Fairfax completes acquisition of BIAL shares

Pays Rs 2,522 crore to buy 38% stake in India's third-largest airport operator

Fairfax
A man walks past a Fairfax Holdings sign directing shareholders to the meeting, at the annual general meeting for shareholders in Toronto. <b>Photo: Reuters<b/>
T E NarasimhanRaghu Krishnan Chennai/Bengaluru
Last Updated : Mar 25 2017 | 1:06 AM IST
Fairfax India, owned by Indian-born Canadian billionaire Prem Watsa, has completed the acquisition of 38 per cent share in Bangalore International Airport (BIAL), the operator of India’s third largest airport. The deal comes a year later after the firm announced its intention.
 
The firm paid Rs 2,522 crore for the shares. It will give Fairfax India the operational control over the airport that handled over 19 million passengers last year. 
 
Watsa’s company acquired 33 per cent stake from the debt-ridden GVK group and the other five per cent from Flughafen Zürich. The Centre and the state each own 13 per cent stake in the airport.
 
BIAL, which is building a second runway and looking at an additional terminal to handle growth in airlines, has seen its traffic double from 10.1 million in 2007-08.
 
In March 2016, Fairfax India agreed to purchase the stake from GVK for Rs 2,160 crore, implying an equity value of Rs 6,542 crore for the entire firm.
 
Concurrently, the financial services firm, through a wholly-owned subsidiary, entered into a separate agreement to acquire an additional five per cent equity from Zurich Airports’ interest in BIAL for Rs 320 crore.
 
The delay in getting security clearances from the government had led Watsa to meet Prime Minister Narendra Modi in January.
In a letter to the shareholders, he had said, “We are very excited about this investment.”
 
The acquisition comes when the country’s civil aviation sector is growing at about 25 per cent annually and the government eyeing an improvement in regional connectivity.

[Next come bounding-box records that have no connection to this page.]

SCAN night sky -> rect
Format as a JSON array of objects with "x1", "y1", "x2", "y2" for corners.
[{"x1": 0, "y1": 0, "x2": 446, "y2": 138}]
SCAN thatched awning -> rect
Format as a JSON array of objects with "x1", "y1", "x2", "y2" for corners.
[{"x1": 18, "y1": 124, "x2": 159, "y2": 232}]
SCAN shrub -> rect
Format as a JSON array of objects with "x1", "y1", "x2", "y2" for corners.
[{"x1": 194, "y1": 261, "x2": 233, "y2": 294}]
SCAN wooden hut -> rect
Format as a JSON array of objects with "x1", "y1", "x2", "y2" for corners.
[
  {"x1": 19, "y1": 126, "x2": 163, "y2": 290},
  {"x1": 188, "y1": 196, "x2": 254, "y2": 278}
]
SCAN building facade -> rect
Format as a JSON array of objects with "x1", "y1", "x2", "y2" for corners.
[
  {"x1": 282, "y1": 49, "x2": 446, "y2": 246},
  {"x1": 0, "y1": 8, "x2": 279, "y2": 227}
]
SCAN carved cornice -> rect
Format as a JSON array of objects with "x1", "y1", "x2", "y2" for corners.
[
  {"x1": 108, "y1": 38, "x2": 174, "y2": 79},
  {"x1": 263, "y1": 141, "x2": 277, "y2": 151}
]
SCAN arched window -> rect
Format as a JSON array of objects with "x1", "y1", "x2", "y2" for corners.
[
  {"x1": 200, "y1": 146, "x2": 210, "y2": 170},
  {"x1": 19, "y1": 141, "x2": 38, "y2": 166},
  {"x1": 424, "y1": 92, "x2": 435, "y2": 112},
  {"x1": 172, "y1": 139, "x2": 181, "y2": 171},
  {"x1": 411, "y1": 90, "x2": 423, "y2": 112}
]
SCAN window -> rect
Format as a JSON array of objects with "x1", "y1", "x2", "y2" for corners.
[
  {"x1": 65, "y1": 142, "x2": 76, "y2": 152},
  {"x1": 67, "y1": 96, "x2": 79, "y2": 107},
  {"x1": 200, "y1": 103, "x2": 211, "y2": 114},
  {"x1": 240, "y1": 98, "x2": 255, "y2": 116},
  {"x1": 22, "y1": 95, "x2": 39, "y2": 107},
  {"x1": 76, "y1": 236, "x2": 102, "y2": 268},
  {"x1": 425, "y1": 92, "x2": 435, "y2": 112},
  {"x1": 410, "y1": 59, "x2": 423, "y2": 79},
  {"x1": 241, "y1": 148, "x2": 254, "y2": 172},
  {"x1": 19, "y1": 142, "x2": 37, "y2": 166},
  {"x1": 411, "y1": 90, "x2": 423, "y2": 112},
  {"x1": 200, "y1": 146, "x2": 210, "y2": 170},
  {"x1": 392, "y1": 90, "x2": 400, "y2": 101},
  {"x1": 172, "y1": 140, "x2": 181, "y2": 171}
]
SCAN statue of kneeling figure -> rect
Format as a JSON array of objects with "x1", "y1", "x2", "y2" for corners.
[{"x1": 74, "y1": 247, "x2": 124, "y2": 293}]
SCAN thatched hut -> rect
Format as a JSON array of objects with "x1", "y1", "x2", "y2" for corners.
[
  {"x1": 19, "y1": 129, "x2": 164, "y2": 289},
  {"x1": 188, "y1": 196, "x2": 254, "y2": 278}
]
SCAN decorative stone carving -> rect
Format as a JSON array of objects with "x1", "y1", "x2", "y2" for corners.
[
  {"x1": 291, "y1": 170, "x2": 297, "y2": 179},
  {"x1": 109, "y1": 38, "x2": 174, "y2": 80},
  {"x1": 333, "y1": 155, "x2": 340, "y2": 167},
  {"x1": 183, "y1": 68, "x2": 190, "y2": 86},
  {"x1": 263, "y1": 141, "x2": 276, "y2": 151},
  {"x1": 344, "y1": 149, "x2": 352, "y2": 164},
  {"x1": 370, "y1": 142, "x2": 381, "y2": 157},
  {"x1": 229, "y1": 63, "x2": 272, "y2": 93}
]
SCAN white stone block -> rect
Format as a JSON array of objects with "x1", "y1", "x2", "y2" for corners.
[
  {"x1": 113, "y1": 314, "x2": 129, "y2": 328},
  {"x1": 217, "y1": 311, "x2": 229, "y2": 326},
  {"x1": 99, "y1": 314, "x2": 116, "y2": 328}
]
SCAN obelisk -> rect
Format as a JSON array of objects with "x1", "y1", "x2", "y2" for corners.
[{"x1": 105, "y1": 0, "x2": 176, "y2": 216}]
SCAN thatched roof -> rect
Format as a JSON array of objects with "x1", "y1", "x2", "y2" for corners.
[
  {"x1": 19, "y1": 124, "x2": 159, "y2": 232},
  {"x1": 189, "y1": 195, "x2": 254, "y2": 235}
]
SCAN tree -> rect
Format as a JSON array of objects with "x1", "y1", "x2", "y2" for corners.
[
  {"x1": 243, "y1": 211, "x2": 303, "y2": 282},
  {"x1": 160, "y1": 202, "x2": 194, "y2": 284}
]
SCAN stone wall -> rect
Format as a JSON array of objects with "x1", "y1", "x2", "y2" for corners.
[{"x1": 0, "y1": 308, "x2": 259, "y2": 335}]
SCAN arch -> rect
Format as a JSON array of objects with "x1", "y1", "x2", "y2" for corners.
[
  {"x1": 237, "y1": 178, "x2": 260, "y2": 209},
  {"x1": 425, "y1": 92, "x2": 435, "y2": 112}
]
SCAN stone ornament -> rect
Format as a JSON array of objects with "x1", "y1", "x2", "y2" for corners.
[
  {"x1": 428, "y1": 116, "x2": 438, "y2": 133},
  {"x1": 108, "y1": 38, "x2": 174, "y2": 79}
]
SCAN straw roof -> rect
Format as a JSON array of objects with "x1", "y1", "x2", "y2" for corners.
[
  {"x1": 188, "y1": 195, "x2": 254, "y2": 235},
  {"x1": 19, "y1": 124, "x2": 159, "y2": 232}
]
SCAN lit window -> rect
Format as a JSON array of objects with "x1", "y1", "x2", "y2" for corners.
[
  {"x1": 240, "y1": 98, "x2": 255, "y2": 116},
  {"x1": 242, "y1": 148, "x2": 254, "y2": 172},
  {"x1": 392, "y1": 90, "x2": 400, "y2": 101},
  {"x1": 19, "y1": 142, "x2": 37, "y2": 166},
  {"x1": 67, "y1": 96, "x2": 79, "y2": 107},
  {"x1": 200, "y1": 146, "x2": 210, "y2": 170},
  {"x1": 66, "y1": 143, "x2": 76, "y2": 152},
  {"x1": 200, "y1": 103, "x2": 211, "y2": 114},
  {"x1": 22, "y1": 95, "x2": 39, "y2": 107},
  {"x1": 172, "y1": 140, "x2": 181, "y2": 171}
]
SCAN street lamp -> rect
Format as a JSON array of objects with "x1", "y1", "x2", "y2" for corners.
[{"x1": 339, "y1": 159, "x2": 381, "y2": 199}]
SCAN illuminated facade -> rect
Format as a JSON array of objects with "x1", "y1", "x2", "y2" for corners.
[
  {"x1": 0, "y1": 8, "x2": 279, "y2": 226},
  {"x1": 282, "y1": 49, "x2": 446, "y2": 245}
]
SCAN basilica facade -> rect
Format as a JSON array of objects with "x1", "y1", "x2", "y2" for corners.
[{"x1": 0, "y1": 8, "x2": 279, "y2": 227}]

The move would get more Indians to travel by air from smaller towns, acting as a feeder to large airports such as BIAL.
 
BIAL has 460 acres of excess land that can be monetised by the operator. So far, except building a hotel next to the airport and leasing it to Taj Hotels Resorts and Palaces on a management contract, the rest of the land is undeveloped.